Hi,
In this neural network, we are trying to recognize cats vs. non-cats. For that, we are given a training dataset of 209 images and a test dataset of 50 images. The size of one image is 64*64 pixels, and since those images are colored images there are three channels. We are feeding images one by one to the neural network. There are several ways of feeding an image to a neural network. In this example, a flattened image is fed to the neural network and as a result of that, the number of neurons in the input layer equals 12288 (64pixels * 64pixels * 3channels).
In this network, we don't have any hidden layer and the output layer is the first and only layer. In the output layer, we expect a value between 0 and 1. If that value is greater than 0.5, it is considered as a cat. Therefore we have only one neuron in the output layer. Please refer to the attached image to get an idea about the network architecture.
When we consider the implementation of the neural network, we need to write equations for the forward propagation, cost, backward propagation and updating weights and bias. Forward propagation equations are mentioned below.

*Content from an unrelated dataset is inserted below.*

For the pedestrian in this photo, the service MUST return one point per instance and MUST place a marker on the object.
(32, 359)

eqn (1) : z1(i) = w1x1(i) + w2x2(i) + ... + w12288x12288(i) + b
eqn (2) : ŷ(i) = a1(i) = g(z1(i))
Now we should calculate the cost per data(L) and cost for the whole dataset(J).
eqn (3) : L(a1(i), y(i))(i) = -y(i)log(a1(i)) - (1 - y(i))log(1 - a1(i))
eqn (4) : J = (Σi=1mL(a1(i), y(i))(i))/m
Now we should calculate the derivative for each weight and bias(∂J/∂w1, ∂J/∂w2, ∂J/∂b2, ... ) such that the cost should be reduced in each iteration. Let's try to calculate the ∂J/∂w1 and I will write ∂J/∂w1 as ∂w1. By the chain rule we can calculate the ∂w1 as follows.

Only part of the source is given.